Reflecting on his own conversion to the Church in 1983, Elder Fred A. Parker, an Area Seventy, said he, like many others, struggled to understand the restrictions on the priesthood that were in place prior to 1978.
"When I learned about the earlier restriction on blacks holding the priesthood, the missionaries could never satisfy me as to the reasons why," Elder Parker said in a recent Ensign article. "I couldn't understand it."
Elder Parker explained that he spent four years, between 1979 and 1983, investigating the Church, grappling with questions and feeling unsatisfied by the explanations and answers from others.
"In the end ... it wasn't a person who got me through my questions," he said. "My answer came through praying, studying and feeling the Spirit."
It was his choice to search diligently for answers and build a relationship with the Savior that Elder Parker credits for helping him find strength and healing in a continuing pattern throughout the years.

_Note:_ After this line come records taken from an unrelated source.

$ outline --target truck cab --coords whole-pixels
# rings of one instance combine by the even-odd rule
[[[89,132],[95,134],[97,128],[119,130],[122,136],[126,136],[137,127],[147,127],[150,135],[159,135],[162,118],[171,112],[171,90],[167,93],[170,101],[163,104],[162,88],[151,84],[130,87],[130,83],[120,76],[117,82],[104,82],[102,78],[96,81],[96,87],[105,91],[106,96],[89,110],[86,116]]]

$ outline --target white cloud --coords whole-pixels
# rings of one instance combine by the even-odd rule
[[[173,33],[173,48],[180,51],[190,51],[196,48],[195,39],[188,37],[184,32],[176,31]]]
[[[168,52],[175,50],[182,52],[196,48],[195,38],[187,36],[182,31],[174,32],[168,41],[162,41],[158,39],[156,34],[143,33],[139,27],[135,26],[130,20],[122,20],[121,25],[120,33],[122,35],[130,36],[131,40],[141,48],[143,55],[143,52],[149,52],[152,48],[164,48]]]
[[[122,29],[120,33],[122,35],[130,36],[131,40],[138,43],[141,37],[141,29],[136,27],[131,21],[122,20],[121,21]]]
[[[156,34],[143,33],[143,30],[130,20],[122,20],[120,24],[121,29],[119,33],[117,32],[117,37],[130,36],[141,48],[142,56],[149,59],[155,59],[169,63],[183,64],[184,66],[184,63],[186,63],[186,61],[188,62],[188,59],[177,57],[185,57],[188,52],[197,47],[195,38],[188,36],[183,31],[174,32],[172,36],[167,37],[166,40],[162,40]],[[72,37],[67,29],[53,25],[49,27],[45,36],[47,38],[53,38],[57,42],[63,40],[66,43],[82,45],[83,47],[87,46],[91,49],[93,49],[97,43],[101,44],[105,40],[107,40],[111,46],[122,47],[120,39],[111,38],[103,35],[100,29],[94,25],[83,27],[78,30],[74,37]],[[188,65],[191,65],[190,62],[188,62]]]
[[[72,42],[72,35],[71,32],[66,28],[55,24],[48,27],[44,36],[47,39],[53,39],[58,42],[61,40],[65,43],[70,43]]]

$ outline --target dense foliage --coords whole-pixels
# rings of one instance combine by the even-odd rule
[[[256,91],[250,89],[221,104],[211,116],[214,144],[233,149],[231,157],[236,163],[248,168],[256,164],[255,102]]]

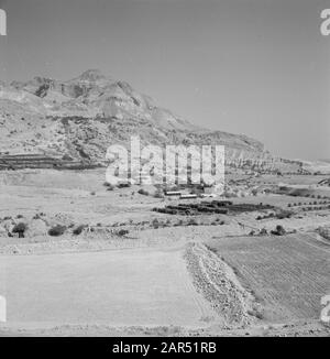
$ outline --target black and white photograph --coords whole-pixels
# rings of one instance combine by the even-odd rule
[[[329,337],[329,0],[0,0],[0,340]]]

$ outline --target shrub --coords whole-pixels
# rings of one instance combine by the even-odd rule
[[[154,197],[155,198],[164,198],[165,196],[164,196],[163,191],[157,189],[156,193],[154,194]]]
[[[65,226],[56,225],[48,230],[48,235],[52,237],[59,237],[59,236],[64,235],[65,231],[66,231]]]
[[[157,228],[160,227],[160,221],[158,221],[157,218],[155,218],[155,219],[153,220],[152,226],[153,226],[155,229],[157,229]]]
[[[120,230],[117,232],[117,235],[118,235],[119,237],[123,237],[123,236],[129,235],[129,231],[128,231],[127,229],[120,229]]]
[[[148,196],[148,192],[143,188],[139,189],[138,193],[139,193],[139,195],[142,195],[142,196]]]
[[[286,233],[285,229],[282,226],[276,226],[275,230],[272,230],[272,235],[284,236]]]
[[[75,228],[74,230],[73,230],[73,233],[75,235],[75,236],[79,236],[79,235],[81,235],[81,232],[82,232],[82,230],[85,229],[85,225],[80,225],[80,226],[78,226],[77,228]]]
[[[188,226],[198,226],[198,222],[196,221],[196,219],[190,218],[187,225]]]

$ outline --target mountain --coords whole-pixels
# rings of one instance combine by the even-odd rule
[[[226,163],[233,167],[300,167],[299,162],[274,159],[254,139],[191,124],[97,69],[66,81],[35,77],[0,83],[0,153],[102,163],[109,145],[140,135],[144,144],[223,144]]]

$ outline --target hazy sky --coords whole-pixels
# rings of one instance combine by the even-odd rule
[[[189,121],[330,157],[330,0],[0,0],[0,79],[129,81]]]

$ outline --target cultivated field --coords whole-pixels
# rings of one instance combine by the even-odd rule
[[[330,243],[317,235],[230,238],[209,248],[233,268],[271,322],[319,318],[330,292]]]

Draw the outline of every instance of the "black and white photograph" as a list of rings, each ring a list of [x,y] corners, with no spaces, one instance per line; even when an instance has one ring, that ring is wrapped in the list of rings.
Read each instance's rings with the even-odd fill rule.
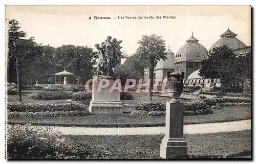
[[[252,160],[251,12],[6,5],[5,159]]]

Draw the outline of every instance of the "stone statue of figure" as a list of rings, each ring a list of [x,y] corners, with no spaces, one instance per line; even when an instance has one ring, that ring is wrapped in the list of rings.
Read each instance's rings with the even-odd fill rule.
[[[122,54],[122,53],[120,51],[120,49],[122,48],[122,46],[120,45],[120,43],[122,42],[122,40],[121,40],[117,41],[116,38],[114,38],[112,39],[112,42],[113,43],[115,53],[118,60],[118,62],[121,63],[121,55]]]
[[[97,54],[98,57],[97,67],[96,75],[105,74],[105,63],[106,60],[104,55],[102,49],[99,44],[95,44],[95,48],[97,49]]]
[[[122,46],[120,43],[122,41],[117,41],[116,38],[111,41],[112,39],[111,36],[108,36],[105,42],[101,43],[101,47],[99,44],[95,45],[98,58],[96,75],[112,76],[115,68],[121,63]]]
[[[112,37],[111,36],[107,37],[105,42],[102,45],[102,49],[104,50],[104,55],[106,60],[106,76],[110,76],[110,68],[114,54],[114,45],[111,42]]]
[[[67,85],[67,76],[64,77],[64,81],[63,81],[63,85]]]

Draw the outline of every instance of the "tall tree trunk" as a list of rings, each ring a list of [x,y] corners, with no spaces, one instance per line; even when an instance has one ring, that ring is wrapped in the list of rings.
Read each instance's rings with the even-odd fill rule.
[[[153,93],[152,92],[152,89],[153,89],[154,85],[154,61],[153,59],[151,59],[150,62],[150,66],[148,70],[148,77],[150,81],[150,87],[148,88],[148,98],[150,101],[152,101],[152,97],[153,97]]]
[[[19,64],[19,58],[16,58],[16,72],[17,73],[17,87],[18,88],[19,101],[22,102],[22,86],[20,78],[20,65]]]

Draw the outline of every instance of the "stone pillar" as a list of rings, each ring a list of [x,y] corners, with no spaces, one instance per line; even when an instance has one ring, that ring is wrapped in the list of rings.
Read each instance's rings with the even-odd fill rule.
[[[160,145],[162,158],[186,158],[187,143],[183,136],[183,103],[166,102],[165,136]]]
[[[91,113],[122,114],[120,95],[121,82],[119,84],[116,80],[115,77],[106,76],[94,77],[92,100],[89,106]],[[113,89],[117,88],[118,85],[120,85],[120,90]]]

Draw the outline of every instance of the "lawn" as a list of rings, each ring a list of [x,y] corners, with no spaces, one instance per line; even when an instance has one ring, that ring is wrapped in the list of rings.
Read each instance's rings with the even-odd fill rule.
[[[163,135],[70,135],[74,143],[87,142],[95,152],[109,152],[111,158],[159,158]],[[251,131],[188,134],[190,158],[223,158],[250,156]]]
[[[22,90],[22,101],[27,103],[46,103],[49,102],[67,102],[66,100],[35,100],[29,98],[29,96],[34,93],[38,93],[41,90]],[[7,94],[7,100],[8,102],[14,102],[18,101],[19,98],[17,92],[13,92]]]
[[[186,116],[184,124],[230,122],[251,119],[250,106],[223,106],[214,113]],[[85,127],[129,127],[164,126],[165,116],[138,116],[130,114],[93,114],[56,118],[8,118],[10,124],[77,126]]]

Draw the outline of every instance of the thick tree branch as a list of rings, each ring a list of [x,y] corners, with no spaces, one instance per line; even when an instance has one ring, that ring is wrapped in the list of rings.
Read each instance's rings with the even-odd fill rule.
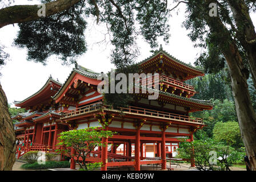
[[[57,0],[45,4],[46,16],[49,16],[69,9],[82,0]],[[16,5],[0,10],[0,28],[10,24],[35,20],[41,7],[35,5]]]

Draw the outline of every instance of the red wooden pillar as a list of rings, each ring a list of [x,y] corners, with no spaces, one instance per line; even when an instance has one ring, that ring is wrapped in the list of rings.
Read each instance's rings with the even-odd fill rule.
[[[129,140],[127,143],[127,152],[128,155],[129,157],[131,157],[131,140]],[[128,161],[131,161],[131,159],[129,159]]]
[[[145,156],[145,158],[146,158],[147,157],[147,151],[146,151],[146,145],[147,144],[146,143],[144,143],[144,148],[145,148],[145,150],[144,150],[144,156]]]
[[[125,151],[125,147],[126,146],[126,144],[125,143],[123,143],[123,156],[126,156],[126,151]]]
[[[43,126],[43,126],[42,126],[42,135],[41,135],[41,142],[40,142],[40,144],[43,144],[43,139],[44,139],[43,138],[43,128],[44,128],[44,126]]]
[[[98,151],[101,151],[101,146],[98,146]],[[98,158],[101,158],[101,154],[98,155]]]
[[[49,128],[49,138],[48,138],[48,147],[50,147],[50,145],[51,144],[51,126],[50,126],[50,128]]]
[[[162,169],[166,169],[166,157],[165,153],[165,130],[162,131],[162,142],[161,142],[161,159],[162,159]]]
[[[117,154],[117,148],[118,146],[115,144],[114,144],[114,149],[113,149],[113,152],[114,154]]]
[[[103,137],[102,140],[102,147],[101,148],[101,162],[102,166],[101,168],[101,171],[107,171],[107,143],[109,139],[106,137]]]
[[[157,142],[157,156],[161,157],[161,147],[160,147],[160,142]]]
[[[141,160],[143,160],[143,144],[142,142],[141,142]]]
[[[24,141],[23,141],[23,143],[25,144],[25,142],[26,142],[26,133],[27,132],[27,130],[25,130],[25,133],[24,133]]]
[[[32,141],[31,141],[32,143],[34,143],[34,140],[35,136],[35,126],[36,126],[36,125],[34,125],[33,136]]]
[[[139,158],[141,140],[141,130],[138,129],[136,131],[136,137],[135,142],[135,170],[139,171],[141,169],[141,159]]]
[[[190,142],[193,142],[194,140],[194,137],[193,137],[193,133],[191,132],[190,133]],[[193,150],[193,154],[194,154],[194,146],[192,148],[192,150]],[[191,159],[190,159],[190,164],[191,164],[191,167],[195,167],[195,159],[191,156]]]
[[[112,142],[111,143],[111,143],[112,145],[111,146],[111,152],[114,153],[114,142]]]
[[[56,146],[57,143],[57,132],[58,132],[58,123],[56,123],[55,125],[55,131],[54,131],[54,147]]]
[[[71,148],[71,156],[75,155],[75,150],[74,148]],[[70,159],[70,169],[75,169],[75,161],[72,158]]]

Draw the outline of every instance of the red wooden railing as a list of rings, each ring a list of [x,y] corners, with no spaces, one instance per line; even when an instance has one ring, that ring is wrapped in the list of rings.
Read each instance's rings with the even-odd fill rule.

Citing instances where he has felt hurt by the actions or words of others, Elder Parker stated that racism can be found everywhere, even within the Church community; but getting offended and leaving the Church is not the answer, he said.
"I've found that to overcome hurt, whatever the cause, our source of healing and conversion is Jesus Christ, and the Church is His means to bring us to Him through learning His gospel and participating in ordinances so that we can be healed," Elder Parker said.
Referencing the "Be One" celebration — hosted by the Church on June 1 in commemoration of the 1978 priesthood revelation which lifted the previous restrictions on Black members' holding the priesthood — Elder Parker said, "To be His people, we must be one in Christ."